Hi, I'm a new user. I have a heavily planted 55 gl tank with a fish and shrimp requirment that all be less than an inch long. So I got 6 of these little red badis badis I've heard they might be called "dario dario," I don't know for sure. Anyways I couldn't figure out what they were eating because they ignore the daphnia. Then today I'm gazing at my tank and I realize there is a huge reduction in my baby snail population! Yay! Anybody got any stories about these beautiful baby snail eatin critters? I heard they might be realated to Labyrnth fishes.


----------



## judya (Jan 23, 2005)

Their behavior is more like cichlids, in aggressiveness, and  breeding habits. A least this is the case for regular badis badis. This article says the scarlet breed somewhat differently http://www.svas.info/Newsletter/badis.html
http://www.petresources.net/fish/misscel/bad_bad_bur.html
They really are pretty - I saw some in a tank once and couldn't believe the colors!


----------



## Vumeter (Jan 24, 2005)

Dario Darios are great! Yes they were formerly know as Scarlet Badis or Badis Bengalensis but have been recently been renamed to Dario Dario.

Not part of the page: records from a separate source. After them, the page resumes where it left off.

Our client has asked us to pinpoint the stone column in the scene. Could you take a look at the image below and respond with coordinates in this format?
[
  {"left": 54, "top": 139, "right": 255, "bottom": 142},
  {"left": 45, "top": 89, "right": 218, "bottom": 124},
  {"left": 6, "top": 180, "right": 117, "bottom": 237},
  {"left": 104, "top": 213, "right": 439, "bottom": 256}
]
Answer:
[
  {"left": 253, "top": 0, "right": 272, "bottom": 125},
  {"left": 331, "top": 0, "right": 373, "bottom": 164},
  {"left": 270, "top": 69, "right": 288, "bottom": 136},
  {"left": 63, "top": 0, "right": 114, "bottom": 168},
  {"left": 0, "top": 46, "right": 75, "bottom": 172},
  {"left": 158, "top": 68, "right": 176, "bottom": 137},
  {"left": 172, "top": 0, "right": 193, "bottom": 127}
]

I've had 2 males for almost a year. They are slightly territorial towards each other but it's only chasing - no nipped fins or anything. And very shy for the most part and should be kept to their own tank as most of the time other fish will out compete them for food - no aggression towards other species. Mine have been happy taking frozen daphnia and live brine shrimp. Not sure why they haven't taken yours. I have yet to see them take any prepared foods like flake. I can't comment on the snails because I don't have any (prior to the darios), but they're leaving my freshwater lippetts alone.

Hopefully you were able to get some females. They're a rarity as most LFS only get males or only a few females amongst 40-50 males. I've only recently have been able to obtain some females so no breeding just yet. Though I did see the 2 males get into a betta like mating ball in some java moss a few months back.

Good luck.


----------